En juin 2020, le tribunal judiciaire de Paris avait ainsi condamné Airbnb à verser 58.000 euros à une propriétaire parisienne dont le logement avait été illégalement sous-loué sur la plateforme. Le tribunal avait estimé qu'Airbnb exerçait une activité d'éditeur, et non de simple hébergeur, à l'égard de ses hôtes, car l'entreprise jouait un rôle "actif" dans la publication des annonces. Les juges avaient notamment pointé du doigt les directives données par Airbnb à ses hôtes, comme requérir des équipements de base, et le fait que les annonces qui ne les respectaient pas pouvaient être retirées.

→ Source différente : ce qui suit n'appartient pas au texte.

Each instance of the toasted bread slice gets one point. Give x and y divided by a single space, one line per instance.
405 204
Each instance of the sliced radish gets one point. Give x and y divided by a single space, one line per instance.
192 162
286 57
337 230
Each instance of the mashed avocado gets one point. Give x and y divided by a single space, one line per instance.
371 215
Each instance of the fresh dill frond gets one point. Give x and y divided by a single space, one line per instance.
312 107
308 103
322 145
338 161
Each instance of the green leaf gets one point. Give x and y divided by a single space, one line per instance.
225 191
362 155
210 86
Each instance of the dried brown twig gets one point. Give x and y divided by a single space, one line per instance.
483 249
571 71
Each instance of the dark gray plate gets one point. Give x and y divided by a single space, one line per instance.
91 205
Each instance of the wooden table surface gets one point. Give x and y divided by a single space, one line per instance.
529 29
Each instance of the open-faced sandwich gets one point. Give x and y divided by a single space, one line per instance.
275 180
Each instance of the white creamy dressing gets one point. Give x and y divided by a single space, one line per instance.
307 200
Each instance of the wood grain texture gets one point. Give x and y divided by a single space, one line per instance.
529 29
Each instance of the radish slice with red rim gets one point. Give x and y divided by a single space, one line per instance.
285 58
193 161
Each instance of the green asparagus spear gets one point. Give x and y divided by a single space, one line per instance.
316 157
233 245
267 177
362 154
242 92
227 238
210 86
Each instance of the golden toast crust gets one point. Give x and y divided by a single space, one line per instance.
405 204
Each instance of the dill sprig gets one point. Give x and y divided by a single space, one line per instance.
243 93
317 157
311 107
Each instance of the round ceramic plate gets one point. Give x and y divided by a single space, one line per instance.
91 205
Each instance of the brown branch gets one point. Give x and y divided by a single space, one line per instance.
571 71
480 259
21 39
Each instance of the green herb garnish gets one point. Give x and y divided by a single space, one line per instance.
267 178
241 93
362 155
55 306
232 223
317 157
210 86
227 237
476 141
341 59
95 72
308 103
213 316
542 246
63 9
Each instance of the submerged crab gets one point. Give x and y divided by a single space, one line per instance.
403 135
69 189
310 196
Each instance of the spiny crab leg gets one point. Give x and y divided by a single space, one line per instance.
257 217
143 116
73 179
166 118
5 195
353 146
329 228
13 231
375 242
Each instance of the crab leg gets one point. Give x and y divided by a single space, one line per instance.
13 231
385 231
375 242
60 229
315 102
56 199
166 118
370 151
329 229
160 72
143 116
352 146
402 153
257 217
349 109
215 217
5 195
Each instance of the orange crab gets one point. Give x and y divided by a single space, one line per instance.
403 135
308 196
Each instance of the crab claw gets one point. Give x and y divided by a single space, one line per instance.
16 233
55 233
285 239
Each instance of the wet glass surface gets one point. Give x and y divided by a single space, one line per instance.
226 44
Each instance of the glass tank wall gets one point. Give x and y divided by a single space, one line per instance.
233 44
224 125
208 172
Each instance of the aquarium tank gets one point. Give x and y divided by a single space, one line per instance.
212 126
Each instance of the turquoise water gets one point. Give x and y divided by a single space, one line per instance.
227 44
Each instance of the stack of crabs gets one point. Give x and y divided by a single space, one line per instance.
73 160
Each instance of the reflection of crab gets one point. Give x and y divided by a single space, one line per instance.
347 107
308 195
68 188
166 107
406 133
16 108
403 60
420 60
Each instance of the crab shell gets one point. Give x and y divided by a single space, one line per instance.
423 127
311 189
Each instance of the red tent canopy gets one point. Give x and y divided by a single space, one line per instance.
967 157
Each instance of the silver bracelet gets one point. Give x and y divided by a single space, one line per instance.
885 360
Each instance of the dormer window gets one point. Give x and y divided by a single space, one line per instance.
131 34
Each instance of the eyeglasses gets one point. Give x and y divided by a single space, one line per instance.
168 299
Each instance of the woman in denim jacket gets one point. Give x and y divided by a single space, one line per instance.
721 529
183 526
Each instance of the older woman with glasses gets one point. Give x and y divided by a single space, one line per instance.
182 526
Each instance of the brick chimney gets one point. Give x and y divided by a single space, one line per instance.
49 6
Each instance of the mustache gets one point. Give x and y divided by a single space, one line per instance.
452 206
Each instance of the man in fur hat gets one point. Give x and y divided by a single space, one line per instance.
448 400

"La jurisprudence montre qu'on exige aujourd'hui un devoir de vigilance renforcé de la part des plateformes. On leur demande de rendre des comptes et elles sont de plus en plus tenues à opérer des vérifications", explique Gérard Haas, nuançant que cela "ne remettait pas fondamentalement en cause" le statut d'hébergeur, mais posait surtout la question d'une co-responsabilité.
"Même si ce n'est pas une responsabilité juridique, je considère qu’on est quand même un peu responsable de ce qui se passe sur notre plateforme", rétorque Corinne Jolly, présidente de PAP. Le site de location et de vente immobilières entre particuliers possède une section dédiée aux logements de vacances, avec 30.000 annonces au compteur. Une équipe de quatre personnes, "des seniors", s'attelle à la détection des signaux suspects. Toute annonce postée par un utilisateur inconnu va être l'objet de vérifications, comme des pièces justificatives récentes ou même un appel en visio.
Face aux fraudeurs, l'humain est plus polyvalent que l'algorithme. "Les techniques utilisées par les escrocs changent constamment. Une nouvelle façon de procéder apparaît tous les six mois", souligne la dirigeante. Au final, assure-t-elle, PAP Vacances ne compte que quelques cas chaque année qui passent les mailles du filet, c'est-à-dire que l'annonce est publiée, et très peu d'arnaques effectives. Pour Corinne Jolly, "ça demande beaucoup de temps mais ça vaut le coup: une annonce de location de vacances, pour une résidence secondaire, ça dure des années".